Bellsouth ADSL here, 1.54Mbs down 396Kbs Up 45.00 a month (I was paying 54 a month for dial-up, 33.00 for 2nd phone line and 21.00 ISP). LOVE IT. Got dual T-1's at work (I manage 4 LAN's/private WAN) and most times at home its as good if not better.


----------



## Bogy (Mar 23, 2002)

Cox Cable. I love it. In a year and a half, I've perhaps had a total of a couple hours when it was down.
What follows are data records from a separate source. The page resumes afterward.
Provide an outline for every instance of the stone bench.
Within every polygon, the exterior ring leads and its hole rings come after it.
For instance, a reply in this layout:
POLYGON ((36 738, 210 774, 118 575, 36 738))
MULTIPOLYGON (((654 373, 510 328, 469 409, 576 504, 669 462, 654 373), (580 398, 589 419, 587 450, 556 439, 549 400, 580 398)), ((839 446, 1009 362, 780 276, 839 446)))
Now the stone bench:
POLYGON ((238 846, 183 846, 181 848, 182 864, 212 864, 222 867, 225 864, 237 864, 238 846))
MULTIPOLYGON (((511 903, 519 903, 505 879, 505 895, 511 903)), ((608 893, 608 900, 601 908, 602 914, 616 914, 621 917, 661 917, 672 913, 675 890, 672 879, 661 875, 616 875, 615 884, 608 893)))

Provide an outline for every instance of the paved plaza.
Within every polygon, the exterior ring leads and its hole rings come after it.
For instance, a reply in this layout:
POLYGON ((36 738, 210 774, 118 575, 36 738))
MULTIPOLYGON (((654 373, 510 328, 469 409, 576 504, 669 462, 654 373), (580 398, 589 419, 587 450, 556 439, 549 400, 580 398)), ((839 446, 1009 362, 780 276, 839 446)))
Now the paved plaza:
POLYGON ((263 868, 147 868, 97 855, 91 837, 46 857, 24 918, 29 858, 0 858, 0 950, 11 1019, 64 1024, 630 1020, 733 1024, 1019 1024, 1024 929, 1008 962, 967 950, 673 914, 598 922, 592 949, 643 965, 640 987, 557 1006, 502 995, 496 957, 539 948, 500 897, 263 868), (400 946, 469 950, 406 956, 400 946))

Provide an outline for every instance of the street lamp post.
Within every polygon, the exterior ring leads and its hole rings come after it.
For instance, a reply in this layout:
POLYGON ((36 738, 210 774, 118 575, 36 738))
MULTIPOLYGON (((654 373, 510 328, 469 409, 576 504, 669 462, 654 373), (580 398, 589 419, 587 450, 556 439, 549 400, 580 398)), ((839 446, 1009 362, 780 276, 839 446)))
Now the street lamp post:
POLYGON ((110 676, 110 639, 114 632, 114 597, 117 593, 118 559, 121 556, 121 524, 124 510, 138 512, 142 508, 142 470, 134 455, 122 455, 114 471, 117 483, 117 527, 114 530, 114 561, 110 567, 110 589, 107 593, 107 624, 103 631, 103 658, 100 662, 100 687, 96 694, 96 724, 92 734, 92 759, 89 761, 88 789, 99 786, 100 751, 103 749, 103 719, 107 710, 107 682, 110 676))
Once a car hit a pole, and a couple times we had short periods while they upgraded the system.
I've got a 56k modem at church, and it's painfully slow.


----------



## firephoto (Sep 12, 2002)

56k v.90 dial up.  
I did download a 700mb iso file once. Took about 4 or 5 days. 
Modem is a USR 5686E external hooked to my brand new SMC Barricade 7004ABR router. The WAN port eagerly awaits a cable from ANYTHING!


----------



## waydwolf (Feb 2, 2003)

Cox Cable, performs wonderfully, priced entirely reasonably. With them since the @Home days.


----------



## raj2001 (Nov 2, 2002)

> _Originally posted by BobMurdoch _
> *Cable modem from Cablevision here. DSL not available in my neighborhood. *


And you're complaining?


----------



## bogi (Apr 3, 2002)

1800/256 Cable from Concast. I wish I had cablevsion.


----------